Professional Documents
Culture Documents
Disusun Oleh:
KARTIKA APRIANI
10101012
Pembimbing :
dr. Irwan, Sp.JP-FIHA
KEPANITERAAN KLINIK
BAGIAN ILMU PENYAKIT JANTUNG DAN PEMBULUH DARAH
FAKULTAS KEDOKTERAN UNIVERSITAS RIAU
PEKANBARU
2015
BAB I
PENDAHULUAN
Sindrom koroner akut (SKA) adalah sekumpulan gejala klinik yang sejalan
dengan gejala iskemia miokard. SKA merupakan bagian dari perjalanan penderita
penyakit jantung koroner (aterosklerosis koroner). SKA dapat berupa angina
pectoris tidak stabil, infark miokard tanpa ST elevasi dan infark miokard dengan
ST elevasi dan atau kematian jantung mendadak.
Data dari European Society of Cardiolog (ESC) pada tahun 2012
menunjukkan bahwa secara global penyakit jantung koroner adalah penyebab
kematian nomor satu.

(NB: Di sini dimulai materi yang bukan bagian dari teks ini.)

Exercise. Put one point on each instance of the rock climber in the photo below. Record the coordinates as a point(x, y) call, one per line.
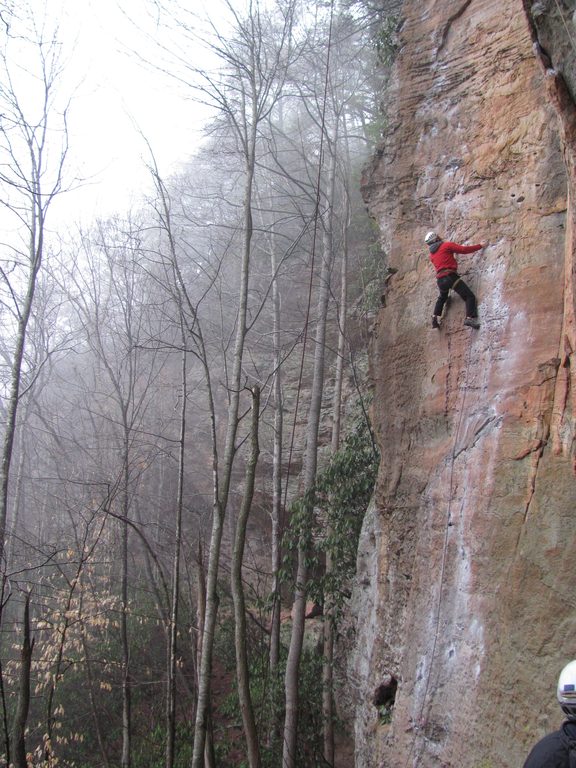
point(558, 749)
point(442, 257)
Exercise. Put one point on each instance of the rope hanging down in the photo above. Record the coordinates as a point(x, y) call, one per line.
point(445, 544)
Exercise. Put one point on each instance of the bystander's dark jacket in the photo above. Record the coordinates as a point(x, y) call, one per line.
point(556, 750)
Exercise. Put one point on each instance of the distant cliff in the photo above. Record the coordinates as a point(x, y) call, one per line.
point(466, 586)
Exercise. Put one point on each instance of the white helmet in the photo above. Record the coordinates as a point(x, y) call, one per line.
point(431, 237)
point(566, 692)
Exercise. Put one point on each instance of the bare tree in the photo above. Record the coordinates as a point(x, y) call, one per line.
point(31, 176)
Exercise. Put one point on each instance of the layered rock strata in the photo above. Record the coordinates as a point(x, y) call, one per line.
point(466, 586)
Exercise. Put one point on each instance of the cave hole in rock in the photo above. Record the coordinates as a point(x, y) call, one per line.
point(384, 698)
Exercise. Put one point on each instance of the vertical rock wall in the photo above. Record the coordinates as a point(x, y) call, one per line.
point(466, 589)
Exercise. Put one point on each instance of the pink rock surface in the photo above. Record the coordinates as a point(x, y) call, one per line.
point(466, 576)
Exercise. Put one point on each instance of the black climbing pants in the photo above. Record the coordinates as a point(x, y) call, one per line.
point(454, 281)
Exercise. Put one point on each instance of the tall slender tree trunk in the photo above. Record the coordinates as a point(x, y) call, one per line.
point(309, 472)
point(276, 513)
point(124, 635)
point(221, 500)
point(173, 624)
point(242, 663)
point(23, 705)
point(36, 249)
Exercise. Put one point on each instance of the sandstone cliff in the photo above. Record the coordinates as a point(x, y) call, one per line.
point(466, 585)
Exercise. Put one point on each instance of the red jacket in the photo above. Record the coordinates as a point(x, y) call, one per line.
point(444, 260)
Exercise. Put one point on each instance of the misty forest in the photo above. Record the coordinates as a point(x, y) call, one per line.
point(186, 449)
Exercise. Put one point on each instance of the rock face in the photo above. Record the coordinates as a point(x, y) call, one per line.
point(466, 585)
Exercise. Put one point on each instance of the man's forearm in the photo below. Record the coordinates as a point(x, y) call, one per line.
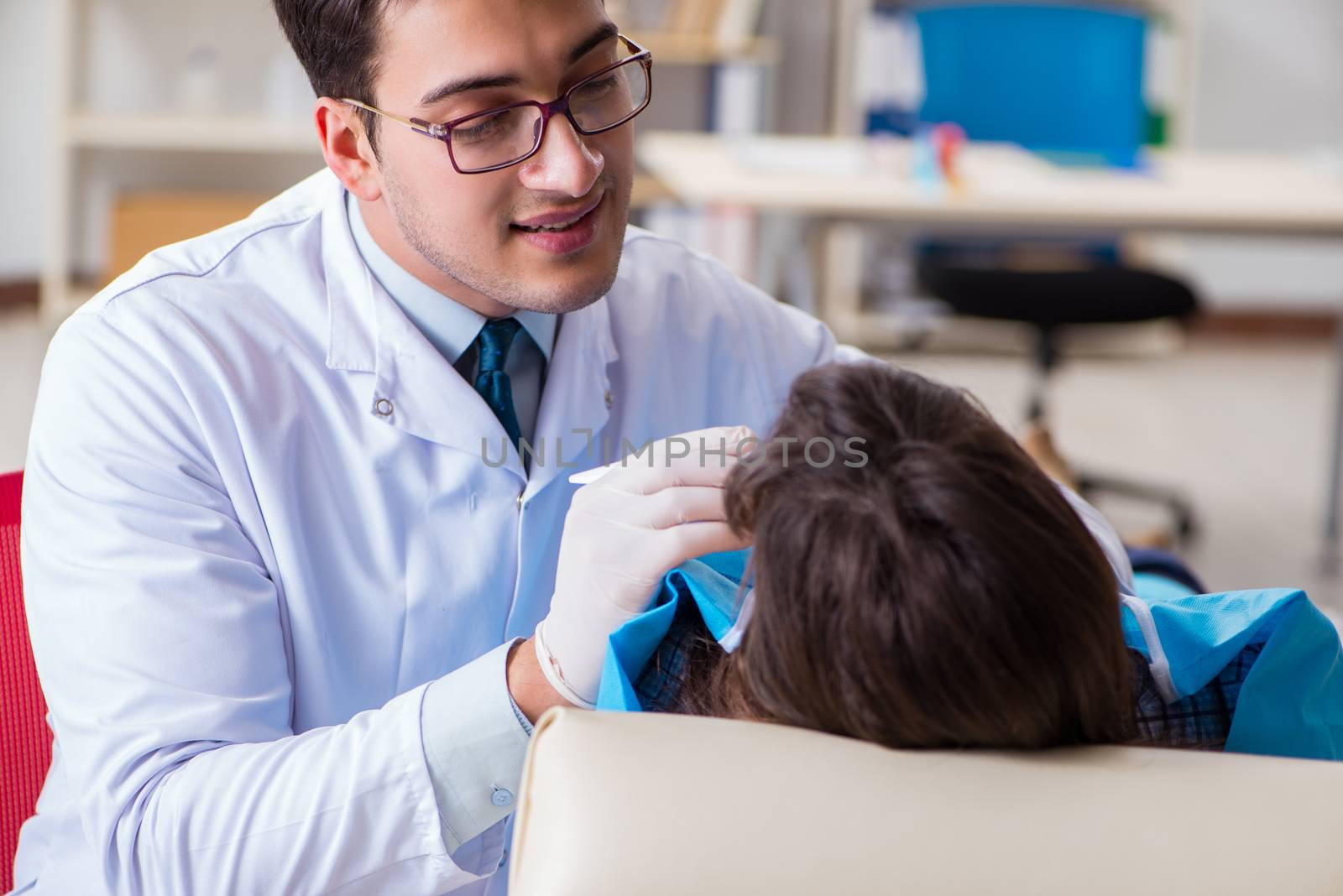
point(532, 694)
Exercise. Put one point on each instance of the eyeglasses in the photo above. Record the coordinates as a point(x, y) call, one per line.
point(496, 138)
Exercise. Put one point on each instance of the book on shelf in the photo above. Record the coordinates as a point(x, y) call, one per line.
point(729, 22)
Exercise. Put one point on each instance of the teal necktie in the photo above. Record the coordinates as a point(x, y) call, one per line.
point(494, 385)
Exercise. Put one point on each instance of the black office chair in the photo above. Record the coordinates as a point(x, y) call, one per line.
point(1105, 293)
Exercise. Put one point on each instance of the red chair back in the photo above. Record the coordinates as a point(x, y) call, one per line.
point(24, 737)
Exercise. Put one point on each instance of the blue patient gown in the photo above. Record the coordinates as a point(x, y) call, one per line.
point(1289, 703)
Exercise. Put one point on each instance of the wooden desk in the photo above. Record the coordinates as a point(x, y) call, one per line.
point(1005, 188)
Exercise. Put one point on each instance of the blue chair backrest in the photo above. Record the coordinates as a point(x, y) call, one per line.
point(1053, 78)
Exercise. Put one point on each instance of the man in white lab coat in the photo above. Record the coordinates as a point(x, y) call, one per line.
point(284, 560)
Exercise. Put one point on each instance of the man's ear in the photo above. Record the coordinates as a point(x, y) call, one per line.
point(346, 148)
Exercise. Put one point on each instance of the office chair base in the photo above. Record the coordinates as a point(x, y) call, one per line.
point(1182, 514)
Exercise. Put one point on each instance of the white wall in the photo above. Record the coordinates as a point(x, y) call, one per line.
point(24, 134)
point(1269, 76)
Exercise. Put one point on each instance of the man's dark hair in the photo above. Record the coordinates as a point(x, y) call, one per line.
point(944, 595)
point(337, 43)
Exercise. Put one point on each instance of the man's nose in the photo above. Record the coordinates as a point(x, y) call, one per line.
point(564, 164)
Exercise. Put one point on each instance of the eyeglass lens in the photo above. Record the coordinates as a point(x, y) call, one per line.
point(501, 137)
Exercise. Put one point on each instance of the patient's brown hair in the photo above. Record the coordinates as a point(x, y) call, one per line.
point(943, 595)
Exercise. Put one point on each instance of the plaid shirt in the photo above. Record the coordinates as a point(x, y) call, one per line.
point(1199, 721)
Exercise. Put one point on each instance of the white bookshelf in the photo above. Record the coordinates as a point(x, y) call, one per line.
point(81, 133)
point(188, 133)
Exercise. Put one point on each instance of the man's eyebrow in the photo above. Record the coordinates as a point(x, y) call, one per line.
point(604, 33)
point(481, 82)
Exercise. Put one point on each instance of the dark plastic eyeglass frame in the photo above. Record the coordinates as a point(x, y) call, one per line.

Lebih dari 7 juta orang meninggal akibat penyakit jantung
koroner setiap tahunnya yang menjadikan penyakit jantung koroner penyumbang
12.8% kematian di seluruh dunia.
Dengan melihat besarnya angka kematian akibat penyakit jantung koroner
dan adanya faktor resiko yang dapat diubah, maka pemberian edukasi yang tepat
pada masyarakat mengenai penyakit jantung koroner adalah langkah yang baik.

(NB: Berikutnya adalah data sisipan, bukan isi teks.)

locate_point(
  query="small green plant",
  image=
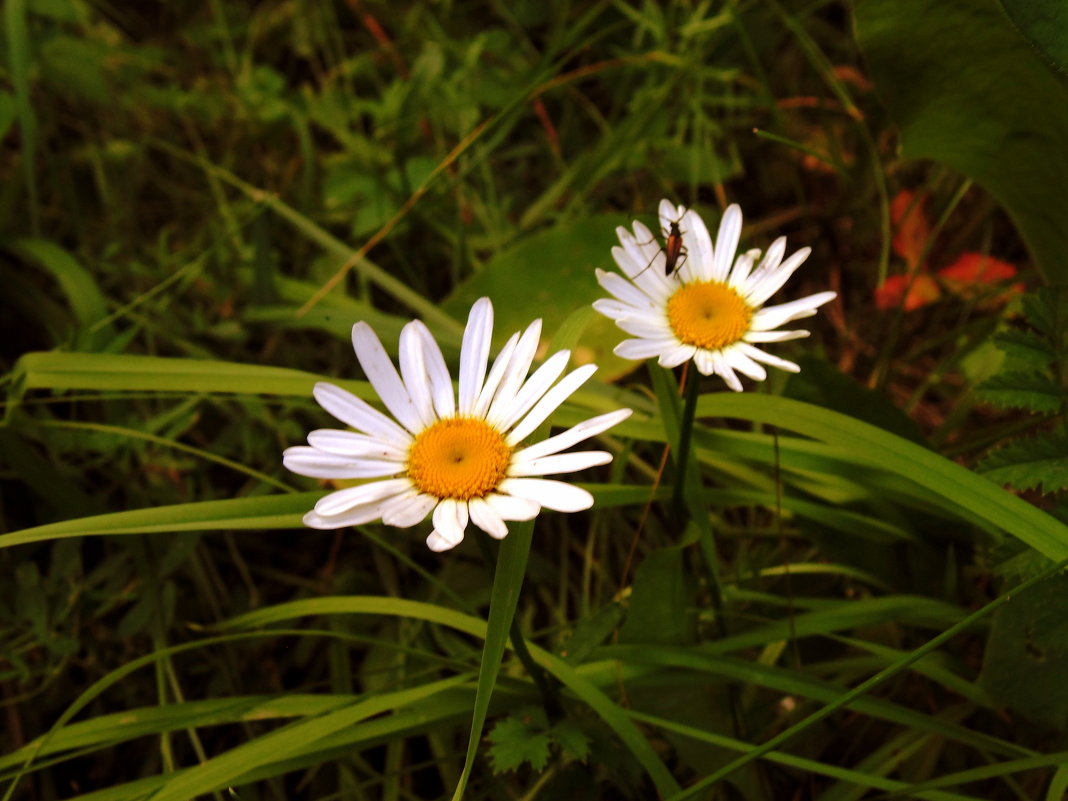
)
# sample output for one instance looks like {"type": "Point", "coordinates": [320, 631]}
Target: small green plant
{"type": "Point", "coordinates": [1034, 378]}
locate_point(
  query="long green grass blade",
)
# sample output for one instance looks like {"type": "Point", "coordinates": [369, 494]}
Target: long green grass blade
{"type": "Point", "coordinates": [958, 486]}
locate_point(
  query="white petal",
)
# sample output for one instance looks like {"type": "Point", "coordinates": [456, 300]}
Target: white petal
{"type": "Point", "coordinates": [576, 434]}
{"type": "Point", "coordinates": [675, 356]}
{"type": "Point", "coordinates": [484, 516]}
{"type": "Point", "coordinates": [383, 376]}
{"type": "Point", "coordinates": [740, 271]}
{"type": "Point", "coordinates": [725, 372]}
{"type": "Point", "coordinates": [643, 348]}
{"type": "Point", "coordinates": [515, 373]}
{"type": "Point", "coordinates": [438, 544]}
{"type": "Point", "coordinates": [317, 464]}
{"type": "Point", "coordinates": [413, 372]}
{"type": "Point", "coordinates": [726, 241]}
{"type": "Point", "coordinates": [771, 260]}
{"type": "Point", "coordinates": [549, 403]}
{"type": "Point", "coordinates": [773, 316]}
{"type": "Point", "coordinates": [506, 414]}
{"type": "Point", "coordinates": [441, 381]}
{"type": "Point", "coordinates": [775, 335]}
{"type": "Point", "coordinates": [407, 509]}
{"type": "Point", "coordinates": [474, 352]}
{"type": "Point", "coordinates": [450, 519]}
{"type": "Point", "coordinates": [343, 500]}
{"type": "Point", "coordinates": [646, 261]}
{"type": "Point", "coordinates": [624, 289]}
{"type": "Point", "coordinates": [360, 414]}
{"type": "Point", "coordinates": [513, 508]}
{"type": "Point", "coordinates": [760, 356]}
{"type": "Point", "coordinates": [772, 282]}
{"type": "Point", "coordinates": [551, 495]}
{"type": "Point", "coordinates": [347, 443]}
{"type": "Point", "coordinates": [495, 377]}
{"type": "Point", "coordinates": [669, 213]}
{"type": "Point", "coordinates": [743, 364]}
{"type": "Point", "coordinates": [562, 462]}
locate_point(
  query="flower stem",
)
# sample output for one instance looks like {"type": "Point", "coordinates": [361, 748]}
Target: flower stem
{"type": "Point", "coordinates": [550, 697]}
{"type": "Point", "coordinates": [678, 511]}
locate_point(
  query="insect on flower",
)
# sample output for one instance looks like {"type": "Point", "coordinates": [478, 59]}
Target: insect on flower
{"type": "Point", "coordinates": [674, 248]}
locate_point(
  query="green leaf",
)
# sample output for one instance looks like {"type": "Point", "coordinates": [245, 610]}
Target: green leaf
{"type": "Point", "coordinates": [591, 631]}
{"type": "Point", "coordinates": [1047, 310]}
{"type": "Point", "coordinates": [1018, 390]}
{"type": "Point", "coordinates": [822, 383]}
{"type": "Point", "coordinates": [662, 601]}
{"type": "Point", "coordinates": [520, 738]}
{"type": "Point", "coordinates": [266, 512]}
{"type": "Point", "coordinates": [1026, 656]}
{"type": "Point", "coordinates": [549, 275]}
{"type": "Point", "coordinates": [968, 91]}
{"type": "Point", "coordinates": [970, 496]}
{"type": "Point", "coordinates": [507, 581]}
{"type": "Point", "coordinates": [579, 684]}
{"type": "Point", "coordinates": [79, 286]}
{"type": "Point", "coordinates": [1024, 348]}
{"type": "Point", "coordinates": [1034, 462]}
{"type": "Point", "coordinates": [1045, 22]}
{"type": "Point", "coordinates": [572, 741]}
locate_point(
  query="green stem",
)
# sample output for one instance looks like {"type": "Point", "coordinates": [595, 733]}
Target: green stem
{"type": "Point", "coordinates": [550, 697]}
{"type": "Point", "coordinates": [678, 511]}
{"type": "Point", "coordinates": [864, 688]}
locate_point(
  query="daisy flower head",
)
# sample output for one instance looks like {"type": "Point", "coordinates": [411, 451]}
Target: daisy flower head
{"type": "Point", "coordinates": [710, 307]}
{"type": "Point", "coordinates": [458, 457]}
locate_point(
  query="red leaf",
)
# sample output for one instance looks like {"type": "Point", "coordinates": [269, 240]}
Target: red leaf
{"type": "Point", "coordinates": [922, 289]}
{"type": "Point", "coordinates": [975, 268]}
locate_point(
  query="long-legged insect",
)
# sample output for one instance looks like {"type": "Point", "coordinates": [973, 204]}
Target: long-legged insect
{"type": "Point", "coordinates": [674, 250]}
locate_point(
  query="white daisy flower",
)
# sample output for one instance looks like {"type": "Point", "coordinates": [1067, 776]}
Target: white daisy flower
{"type": "Point", "coordinates": [458, 458]}
{"type": "Point", "coordinates": [710, 308]}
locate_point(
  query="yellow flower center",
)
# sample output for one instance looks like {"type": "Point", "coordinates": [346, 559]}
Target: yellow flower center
{"type": "Point", "coordinates": [708, 314]}
{"type": "Point", "coordinates": [458, 457]}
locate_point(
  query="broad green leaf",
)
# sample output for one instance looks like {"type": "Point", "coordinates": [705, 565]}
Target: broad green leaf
{"type": "Point", "coordinates": [1032, 462]}
{"type": "Point", "coordinates": [958, 487]}
{"type": "Point", "coordinates": [504, 596]}
{"type": "Point", "coordinates": [222, 770]}
{"type": "Point", "coordinates": [822, 383]}
{"type": "Point", "coordinates": [549, 275]}
{"type": "Point", "coordinates": [858, 778]}
{"type": "Point", "coordinates": [1047, 310]}
{"type": "Point", "coordinates": [57, 371]}
{"type": "Point", "coordinates": [590, 632]}
{"type": "Point", "coordinates": [1026, 655]}
{"type": "Point", "coordinates": [521, 737]}
{"type": "Point", "coordinates": [267, 512]}
{"type": "Point", "coordinates": [662, 600]}
{"type": "Point", "coordinates": [79, 286]}
{"type": "Point", "coordinates": [578, 682]}
{"type": "Point", "coordinates": [1018, 390]}
{"type": "Point", "coordinates": [968, 91]}
{"type": "Point", "coordinates": [1045, 22]}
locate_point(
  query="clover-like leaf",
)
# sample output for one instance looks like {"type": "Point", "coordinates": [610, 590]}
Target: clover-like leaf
{"type": "Point", "coordinates": [1023, 390]}
{"type": "Point", "coordinates": [1034, 462]}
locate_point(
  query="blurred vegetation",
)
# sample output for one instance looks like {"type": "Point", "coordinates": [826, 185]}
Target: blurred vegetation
{"type": "Point", "coordinates": [240, 183]}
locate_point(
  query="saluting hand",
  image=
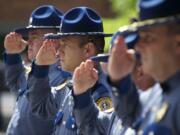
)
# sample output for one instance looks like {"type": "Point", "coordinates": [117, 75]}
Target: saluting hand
{"type": "Point", "coordinates": [121, 61]}
{"type": "Point", "coordinates": [47, 53]}
{"type": "Point", "coordinates": [84, 77]}
{"type": "Point", "coordinates": [14, 43]}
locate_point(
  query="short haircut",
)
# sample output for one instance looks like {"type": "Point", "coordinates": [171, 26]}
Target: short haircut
{"type": "Point", "coordinates": [98, 42]}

CHF menyumbang angka mortalitas sebesar 34% dalam kasus
kardiovaskuler. Di Indonesia penyakit jantung dan pembuluh darah terus meningkat
dan akan memberikan beban kesakitan, kecacatan dan beban sosial ekonomi bagi
keluarga penderita, masyarakat, dan negara. Prevalensi penyakit gagal jantung di
Indonesia tahun 2013 berdasarkan diagnosis dokter yaitu sebesar 0.13%.4 Selain
itu, data dari WHO pada tahun 2013 menyatakan lebih dari 17,3 juta orang
meninggal karena penyakit kardiovaskuler dan 80%-nya terjadi di negara miskin
dan berkembang.
Di Indonesia tidak ada data yang akurat tentang kekerapan Chronic
Obstructive Pulmonary Disease (COPD) atau PPOK. Pada Survai Kesehatan
Rumah Tangga (SKRT) 1986 asma, bronkitis kronik dan emfisema menduduki
peringkat ke - 5 sebagai penyebab kesakitan terbanyak dari 10 penyebab kesakitan
utama. SKRT Depkes RI 1992 menunjukkan angka kematian karena asma,
bronkitis kronik dan emfisema menduduki peringkat ke - 6 dari 10 penyebab
tersering kematian di Indonesia. Faktor yang berperan dalam peningkatan penyakit
tersebut : kebiasaan merokok yang masih tinggi (laki-laki di atas 15 tahun 60-70
%), pertambahan penduduk, meningkatnya usia rata-rata penduduk dari 54 tahun
pada tahun 1960-an menjadi 63 tahun pada tahun 1990-an, industrialisasi, polusi
udara terutama di kota besar, di lokasi industri, dan di pertambangan.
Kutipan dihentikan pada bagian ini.